Susan Bickford writes about young women in trouble. They are young women tough and resilient enough to handle that trouble.

Marly Shaw was that young woman in Bickford’s first novel, “A Short Time To Die.” Sydney Lucerno is another, the lead character in Bickford’s newly published second effort, “Dread of Winter.”

Like Marly, Sydney is smart, tough, resourceful, and determined in dealing with the more than questionable characters in her life, and she works hard at surviving the pitfalls of 21st century existence, including the opioid crisis and the violence that sometimes comes with it.

Bickford spent a bit of her formative years in Central New York and is a graduate of the former Kirkland College in Clinton. She again uses that experience in building the locales in the story, and also makes a character of the region’s tough winter weather. Veteran Upstaters might find her description of the conditions a bit over the top, but considering she has spent most of her professional life in California and probably has lost much of the hard shell needed to deal with cold, snow, ice and howling wind, the hyperbole might be excused.

That is beside the point, though. Like “A Short Time to Die,” this suspense novel is a page-turner. Sydney and her new-found sister Maude are sympathetic characters – well, Sydney is; Maude gives you pause now and then – and you care what happens to them. And a lot of bad things potentially can happen, being as they are mixed up with and related to a nut-case family that includes a murderous member or two.

Some of these characters are really bad actors, but you believe in them.
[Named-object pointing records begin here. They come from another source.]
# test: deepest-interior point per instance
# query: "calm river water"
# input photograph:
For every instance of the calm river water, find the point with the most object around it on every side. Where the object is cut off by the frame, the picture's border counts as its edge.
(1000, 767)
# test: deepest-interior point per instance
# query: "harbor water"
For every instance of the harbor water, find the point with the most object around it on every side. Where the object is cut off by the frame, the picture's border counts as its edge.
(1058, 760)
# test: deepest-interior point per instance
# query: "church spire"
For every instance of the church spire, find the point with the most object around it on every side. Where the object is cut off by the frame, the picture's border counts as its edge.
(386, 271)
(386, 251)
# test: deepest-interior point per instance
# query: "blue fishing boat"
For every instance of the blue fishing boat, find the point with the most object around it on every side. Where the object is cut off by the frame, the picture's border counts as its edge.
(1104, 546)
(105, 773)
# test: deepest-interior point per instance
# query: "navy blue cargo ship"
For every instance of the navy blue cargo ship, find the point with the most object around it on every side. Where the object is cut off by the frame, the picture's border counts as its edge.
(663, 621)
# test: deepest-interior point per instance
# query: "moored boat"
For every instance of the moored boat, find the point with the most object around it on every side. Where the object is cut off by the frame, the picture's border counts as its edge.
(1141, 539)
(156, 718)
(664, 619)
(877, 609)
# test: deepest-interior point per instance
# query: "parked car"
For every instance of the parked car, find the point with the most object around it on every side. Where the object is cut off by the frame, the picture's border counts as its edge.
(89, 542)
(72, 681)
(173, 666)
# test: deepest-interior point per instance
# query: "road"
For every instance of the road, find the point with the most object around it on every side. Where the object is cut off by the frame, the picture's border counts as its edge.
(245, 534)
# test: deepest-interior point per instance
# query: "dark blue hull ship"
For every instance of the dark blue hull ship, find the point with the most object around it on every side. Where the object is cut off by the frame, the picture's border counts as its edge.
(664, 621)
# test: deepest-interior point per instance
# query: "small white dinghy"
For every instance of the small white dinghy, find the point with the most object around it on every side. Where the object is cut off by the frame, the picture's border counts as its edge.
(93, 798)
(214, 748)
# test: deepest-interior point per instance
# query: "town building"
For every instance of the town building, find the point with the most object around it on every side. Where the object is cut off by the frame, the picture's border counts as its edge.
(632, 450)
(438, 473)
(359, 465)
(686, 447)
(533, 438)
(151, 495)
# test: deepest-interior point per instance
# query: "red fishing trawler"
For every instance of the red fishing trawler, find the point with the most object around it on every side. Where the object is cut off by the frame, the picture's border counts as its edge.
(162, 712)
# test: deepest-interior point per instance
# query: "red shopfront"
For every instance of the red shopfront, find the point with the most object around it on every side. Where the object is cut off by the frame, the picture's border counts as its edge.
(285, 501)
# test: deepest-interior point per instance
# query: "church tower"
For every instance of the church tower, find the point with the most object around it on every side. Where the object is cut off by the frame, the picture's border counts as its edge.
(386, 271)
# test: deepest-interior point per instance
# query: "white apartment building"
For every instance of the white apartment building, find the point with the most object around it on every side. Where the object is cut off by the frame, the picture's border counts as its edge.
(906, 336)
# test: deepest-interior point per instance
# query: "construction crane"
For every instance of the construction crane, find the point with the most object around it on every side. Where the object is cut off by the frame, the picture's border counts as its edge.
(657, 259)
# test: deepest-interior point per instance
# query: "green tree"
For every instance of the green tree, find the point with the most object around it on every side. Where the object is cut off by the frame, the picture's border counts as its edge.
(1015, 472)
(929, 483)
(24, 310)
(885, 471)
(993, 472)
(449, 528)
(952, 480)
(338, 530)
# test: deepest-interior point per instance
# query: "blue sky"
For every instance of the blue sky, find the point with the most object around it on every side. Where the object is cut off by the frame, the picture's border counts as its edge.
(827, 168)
As we noted in reference to the low down jerks in “A Short Time to Die,” if you don’t believe such creatures exist, just check the news. They are more than real.

So, again, you turn the pages.

Bickford includes a nod to the Iroquois nation in the book, and explains in her afterword that the Haudenosaunee played a role in her early development. She also turns a couple of real life friends into important characters, but you’d really have to be in the know to realize who they are. You might get lost here and there with a plot twist or a confusion of characters – I did – but that is something of suspense novel tradition. It all works out in the end.

And, in the end, you care about Sydney, Maude, and the rest, and you keep turning the pages. That’s a good thing.